Окно в номере отеля открыто, и, лежа в постели, слышишь стрельбу на передовой линии, за семнадцать кварталов отсюда. Всю ночь не прекращается перестрелка. Винтовки потрескивают: «такронг, каронг, краанг, такронг», а потом вступает пулемет. Калибр его крупнее, и он трещит гораздо громче: «ронг, караронг, ронг, ронг». Потом слышен нарастающим гул летящей мины и дробь пулеметной очереди. Лежишь и прислушиваешься — и как хорошо вытянуться в постели, постепенно согревая холодные простыни в ногах кровати, а не быть там, в Университетском городке или Карабанчеле. Кто-то хриплым голосом распевает под окном, а трое пьяных переругиваются, но ты уже засыпаешь.

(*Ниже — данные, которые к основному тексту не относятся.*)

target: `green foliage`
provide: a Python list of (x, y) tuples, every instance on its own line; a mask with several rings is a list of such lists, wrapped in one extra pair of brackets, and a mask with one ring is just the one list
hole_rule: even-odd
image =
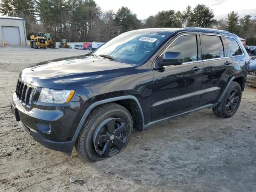
[(241, 24), (244, 32), (246, 32), (248, 31), (250, 26), (251, 24), (252, 16), (250, 15), (246, 15), (241, 19)]
[(204, 4), (197, 5), (191, 14), (193, 25), (199, 27), (209, 27), (214, 22), (214, 17), (212, 10)]
[(13, 16), (12, 0), (2, 0), (0, 3), (0, 13), (6, 16)]
[(115, 20), (120, 27), (121, 33), (136, 29), (140, 27), (140, 21), (136, 14), (133, 14), (127, 7), (123, 6), (118, 9)]
[(227, 30), (230, 33), (238, 32), (239, 17), (238, 13), (234, 11), (228, 14)]
[(130, 30), (155, 27), (213, 28), (227, 30), (256, 44), (256, 17), (239, 19), (232, 11), (227, 19), (214, 19), (212, 10), (204, 4), (182, 12), (162, 10), (142, 21), (128, 7), (116, 13), (103, 12), (94, 0), (2, 0), (0, 13), (25, 20), (28, 34), (32, 31), (50, 32), (56, 41), (106, 42)]
[(175, 11), (174, 10), (162, 11), (156, 16), (156, 27), (174, 27)]

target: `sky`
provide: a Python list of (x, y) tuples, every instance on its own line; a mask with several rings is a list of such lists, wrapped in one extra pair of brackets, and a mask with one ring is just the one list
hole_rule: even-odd
[(182, 12), (189, 5), (192, 8), (198, 4), (204, 4), (213, 10), (215, 18), (227, 17), (234, 10), (240, 17), (246, 15), (256, 16), (256, 0), (95, 0), (102, 10), (112, 9), (116, 12), (122, 6), (128, 7), (139, 19), (146, 19), (162, 10), (173, 9)]

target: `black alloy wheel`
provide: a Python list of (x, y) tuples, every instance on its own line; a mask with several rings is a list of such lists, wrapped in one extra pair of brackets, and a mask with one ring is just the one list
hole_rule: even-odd
[(228, 97), (226, 108), (228, 113), (232, 113), (236, 109), (239, 101), (238, 93), (238, 91), (237, 89), (234, 89), (231, 91)]
[(220, 102), (212, 108), (212, 111), (222, 118), (232, 117), (239, 107), (242, 94), (240, 85), (237, 82), (232, 82)]
[(99, 125), (93, 136), (97, 153), (102, 157), (115, 155), (121, 151), (128, 136), (128, 126), (122, 119), (107, 118)]
[(121, 152), (132, 135), (133, 121), (124, 106), (108, 103), (90, 112), (76, 141), (84, 162), (100, 161)]

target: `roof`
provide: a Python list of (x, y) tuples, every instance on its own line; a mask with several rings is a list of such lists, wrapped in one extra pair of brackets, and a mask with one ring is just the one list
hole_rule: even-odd
[(184, 31), (186, 30), (195, 30), (197, 32), (217, 32), (218, 33), (222, 33), (227, 34), (231, 34), (229, 32), (224, 30), (195, 27), (186, 27), (186, 28), (148, 28), (138, 29), (135, 30), (137, 31), (148, 31), (151, 32), (173, 32), (176, 31), (181, 30)]
[(240, 39), (240, 40), (241, 41), (246, 41), (246, 40), (244, 39), (243, 39), (242, 38), (241, 38), (240, 37), (238, 37), (239, 39)]
[(0, 16), (0, 19), (16, 19), (18, 20), (25, 20), (24, 19), (16, 17), (8, 17), (8, 16)]

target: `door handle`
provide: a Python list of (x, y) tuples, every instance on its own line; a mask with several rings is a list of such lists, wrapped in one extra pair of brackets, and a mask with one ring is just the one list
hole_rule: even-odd
[(226, 61), (225, 63), (224, 63), (224, 65), (230, 65), (230, 64), (232, 64), (232, 62), (231, 61)]
[(191, 70), (192, 70), (192, 71), (198, 71), (198, 70), (200, 70), (200, 69), (202, 69), (202, 67), (194, 67), (194, 68), (192, 68), (192, 69), (191, 69)]

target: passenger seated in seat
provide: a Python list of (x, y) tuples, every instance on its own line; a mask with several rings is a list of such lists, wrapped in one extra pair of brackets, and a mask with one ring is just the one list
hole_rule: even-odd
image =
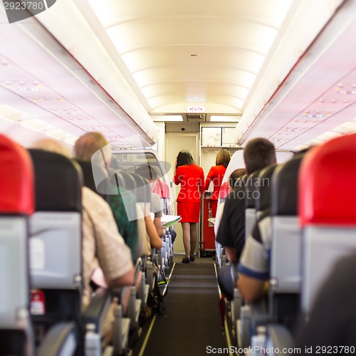
[[(33, 148), (54, 152), (69, 158), (65, 146), (51, 139), (35, 142)], [(108, 203), (86, 187), (82, 189), (83, 306), (85, 308), (92, 293), (90, 282), (94, 271), (100, 267), (110, 287), (134, 284), (131, 253), (120, 236)]]
[[(274, 146), (265, 138), (253, 139), (245, 147), (244, 159), (248, 174), (262, 169), (276, 162)], [(236, 266), (245, 244), (245, 194), (244, 185), (229, 194), (216, 235), (216, 241), (225, 248), (227, 259)], [(232, 300), (234, 283), (229, 265), (219, 269), (218, 281), (222, 293)]]
[[(304, 154), (306, 151), (303, 151)], [(299, 153), (301, 155), (300, 153)], [(298, 191), (297, 175), (290, 182), (290, 193)], [(285, 193), (286, 194), (286, 193)], [(293, 201), (293, 197), (286, 194), (286, 199)], [(296, 201), (295, 201), (296, 204)], [(296, 206), (295, 206), (296, 209)], [(261, 297), (268, 286), (266, 282), (270, 275), (269, 256), (271, 244), (271, 210), (262, 213), (256, 223), (251, 236), (246, 241), (238, 266), (239, 280), (236, 286), (244, 298), (247, 301), (254, 301)]]
[[(74, 146), (74, 156), (78, 161), (90, 162), (92, 156), (101, 148), (109, 145), (109, 142), (100, 132), (88, 132), (77, 140)], [(106, 157), (109, 159), (110, 157)], [(110, 162), (107, 162), (108, 164)], [(109, 167), (107, 167), (109, 169)], [(103, 177), (108, 176), (108, 172), (103, 172)], [(123, 197), (119, 190), (115, 194), (107, 196), (107, 201), (111, 207), (119, 231), (126, 244), (131, 250), (132, 261), (136, 257), (135, 251), (137, 241), (137, 225), (135, 220), (130, 220), (128, 216), (135, 216), (135, 199), (130, 192), (125, 192), (125, 204)], [(131, 209), (131, 211), (127, 211)], [(134, 211), (134, 212), (132, 212)]]
[[(300, 325), (296, 345), (300, 355), (326, 350), (339, 355), (356, 347), (356, 253), (339, 260), (318, 293), (306, 325)], [(352, 347), (352, 348), (351, 348)], [(308, 352), (308, 351), (310, 352)]]
[[(234, 190), (235, 188), (238, 187), (238, 186), (236, 185), (236, 182), (239, 179), (239, 178), (242, 177), (244, 174), (246, 174), (246, 169), (244, 168), (238, 168), (237, 169), (235, 169), (230, 174), (229, 179), (226, 181), (228, 187), (227, 189), (229, 192), (231, 192), (231, 190)], [(221, 185), (221, 188), (223, 186)], [(220, 190), (221, 190), (221, 188), (220, 189)], [(214, 226), (214, 231), (215, 232), (215, 236), (216, 236), (218, 233), (219, 226), (220, 225), (220, 221), (221, 221), (221, 216), (223, 214), (224, 206), (225, 206), (225, 201), (223, 201), (218, 205), (218, 208), (216, 210), (216, 216), (215, 217), (215, 224)]]

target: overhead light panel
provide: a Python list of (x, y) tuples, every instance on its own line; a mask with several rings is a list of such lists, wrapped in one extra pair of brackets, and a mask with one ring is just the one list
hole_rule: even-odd
[(240, 116), (217, 116), (211, 115), (210, 121), (215, 122), (238, 122), (240, 120)]

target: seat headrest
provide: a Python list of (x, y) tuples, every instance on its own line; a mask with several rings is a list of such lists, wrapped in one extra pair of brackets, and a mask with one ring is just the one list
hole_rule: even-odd
[(34, 183), (28, 152), (0, 134), (0, 213), (30, 215), (34, 211)]
[(297, 215), (298, 175), (303, 157), (295, 155), (275, 169), (272, 176), (272, 216)]
[(38, 211), (81, 211), (82, 172), (62, 155), (29, 150), (33, 162), (36, 209)]
[(310, 224), (356, 225), (356, 134), (312, 148), (299, 174), (298, 215)]
[(256, 199), (256, 210), (261, 211), (271, 206), (271, 188), (272, 174), (277, 164), (271, 164), (263, 168), (258, 174), (258, 194)]
[(256, 206), (256, 198), (258, 194), (256, 192), (258, 191), (259, 184), (258, 174), (261, 169), (253, 172), (247, 178), (245, 184), (245, 208), (254, 209)]

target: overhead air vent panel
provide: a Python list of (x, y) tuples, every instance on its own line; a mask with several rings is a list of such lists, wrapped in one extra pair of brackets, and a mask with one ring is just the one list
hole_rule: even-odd
[(206, 114), (187, 114), (188, 122), (205, 122)]

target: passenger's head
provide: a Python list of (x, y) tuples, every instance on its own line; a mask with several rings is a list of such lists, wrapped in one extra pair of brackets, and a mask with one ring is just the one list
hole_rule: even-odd
[(87, 132), (77, 140), (74, 156), (77, 159), (90, 162), (93, 155), (109, 143), (100, 132)]
[(216, 166), (222, 164), (226, 168), (230, 162), (230, 152), (225, 148), (222, 148), (216, 155), (215, 164)]
[(276, 163), (276, 150), (272, 142), (266, 138), (258, 137), (247, 142), (244, 150), (244, 159), (246, 173), (255, 171)]
[(37, 150), (43, 150), (43, 151), (49, 151), (51, 152), (58, 153), (70, 157), (70, 154), (69, 150), (61, 142), (56, 141), (52, 138), (42, 138), (34, 142), (31, 148)]
[(235, 169), (229, 177), (228, 184), (229, 184), (229, 190), (232, 190), (234, 188), (237, 188), (236, 182), (239, 178), (241, 177), (244, 174), (246, 174), (246, 169), (244, 168), (239, 168), (238, 169)]
[(157, 179), (157, 172), (154, 168), (148, 164), (142, 164), (136, 169), (135, 172), (141, 177), (147, 179), (150, 182)]
[(177, 156), (177, 167), (190, 165), (194, 163), (192, 154), (187, 150), (182, 150)]

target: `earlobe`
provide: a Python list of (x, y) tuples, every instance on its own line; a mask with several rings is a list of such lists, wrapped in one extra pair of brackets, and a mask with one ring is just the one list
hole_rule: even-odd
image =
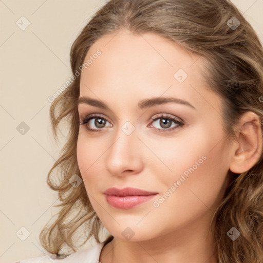
[(236, 141), (233, 144), (230, 170), (241, 174), (249, 170), (259, 160), (262, 138), (259, 117), (252, 111), (240, 118), (235, 133)]

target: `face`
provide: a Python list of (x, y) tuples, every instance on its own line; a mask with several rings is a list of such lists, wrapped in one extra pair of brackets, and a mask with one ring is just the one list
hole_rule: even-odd
[[(230, 158), (204, 60), (158, 35), (127, 31), (100, 39), (90, 57), (81, 76), (78, 162), (105, 228), (143, 240), (208, 224)], [(127, 187), (150, 193), (105, 194)]]

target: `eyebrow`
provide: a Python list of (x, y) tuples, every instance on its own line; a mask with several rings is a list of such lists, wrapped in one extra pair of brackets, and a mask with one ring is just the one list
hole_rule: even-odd
[[(192, 104), (187, 101), (184, 101), (181, 99), (178, 99), (174, 97), (156, 97), (152, 99), (146, 99), (142, 100), (139, 102), (137, 107), (139, 109), (145, 109), (154, 106), (158, 106), (165, 103), (169, 103), (173, 102), (174, 103), (177, 103), (179, 104), (185, 105), (189, 106), (195, 109), (196, 109)], [(86, 104), (93, 106), (98, 108), (100, 108), (104, 109), (109, 110), (109, 108), (102, 101), (91, 99), (87, 97), (81, 97), (78, 100), (78, 105), (81, 104)]]

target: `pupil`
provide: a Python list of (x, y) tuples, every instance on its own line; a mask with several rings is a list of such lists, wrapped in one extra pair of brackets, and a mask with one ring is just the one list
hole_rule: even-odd
[(161, 119), (160, 120), (160, 124), (162, 128), (169, 128), (171, 125), (171, 122), (167, 119)]
[(96, 126), (98, 126), (98, 128), (102, 128), (104, 127), (105, 125), (105, 121), (104, 120), (103, 120), (102, 119), (99, 119), (99, 118), (96, 118), (95, 120), (95, 125)]

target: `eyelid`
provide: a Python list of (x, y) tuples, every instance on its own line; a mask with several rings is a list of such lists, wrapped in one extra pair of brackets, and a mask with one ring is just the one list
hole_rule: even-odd
[[(80, 124), (85, 125), (86, 123), (87, 123), (90, 120), (92, 120), (93, 119), (96, 119), (98, 118), (101, 118), (102, 119), (105, 120), (106, 122), (108, 122), (109, 123), (110, 123), (110, 122), (107, 120), (107, 118), (105, 117), (104, 115), (101, 114), (96, 113), (96, 114), (89, 114), (89, 115), (87, 115), (84, 118), (84, 119), (83, 120), (81, 120), (80, 121)], [(154, 126), (153, 126), (153, 128), (155, 130), (157, 130), (158, 132), (165, 132), (165, 133), (172, 132), (174, 130), (175, 130), (177, 128), (183, 127), (184, 125), (184, 122), (181, 118), (179, 118), (179, 117), (177, 117), (177, 116), (172, 115), (170, 114), (162, 112), (161, 114), (157, 114), (157, 116), (156, 116), (155, 117), (151, 118), (151, 120), (152, 120), (153, 121), (151, 123), (149, 123), (149, 124), (148, 124), (147, 125), (147, 126), (149, 125), (152, 125), (153, 126), (152, 123), (154, 121), (156, 121), (158, 119), (166, 119), (170, 120), (171, 121), (173, 122), (174, 123), (175, 123), (176, 124), (176, 125), (175, 126), (173, 127), (172, 128), (168, 128), (167, 129), (165, 129), (165, 128), (160, 129), (160, 128), (156, 128)], [(112, 127), (112, 124), (111, 123), (110, 123), (110, 125), (111, 125), (111, 127)], [(86, 126), (87, 129), (90, 132), (103, 132), (104, 130), (104, 128), (108, 127), (104, 127), (102, 128), (92, 129), (90, 128), (88, 128), (87, 125), (86, 125)], [(153, 128), (151, 127), (151, 128)]]

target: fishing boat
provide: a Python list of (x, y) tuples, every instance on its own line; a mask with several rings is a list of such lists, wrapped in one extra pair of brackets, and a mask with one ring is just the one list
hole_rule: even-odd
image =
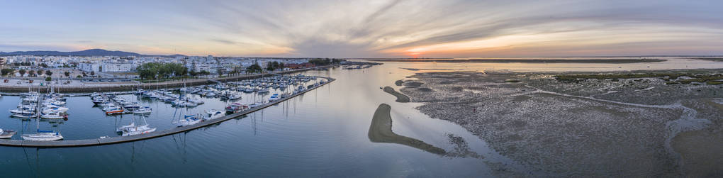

Утром, раньше чем тебя разбудит телефонный звонок портье, просыпаешься от оглушительного взрыва и идешь к окну, высовываешься и видишь человека, который с поднятым воротником, втянув голову в плечи, бежит по мощеной площади. В воздухе стоит едкий запах разорвавшегося снаряда, который ты надеялся никогда больше не вдыхать, и в купальном халате и ночных туфлях ты сбегаешь по мраморной лестнице и чуть не сбиваешь с ног пожилую женщину, раненную в живот; двое мужчин в синих рабочих блузах вводят ее в двери отеля. Обеими руками она зажимает рану пониже полной груди, и между пальцев тоненькой струйкой стекает кровь. На углу, в двадцати шагах от отеля — груда щебня, осколки бетона и взрытая земля, убитый в изорванной, запыленной одежде и глубокая воронка на тротуаре, откуда подымается газ из разбитой трубы, — в холодном утреннем воздухе это кажется маревом знойной пустыни.
— Сколько убитых? — спрашиваешь полицейского.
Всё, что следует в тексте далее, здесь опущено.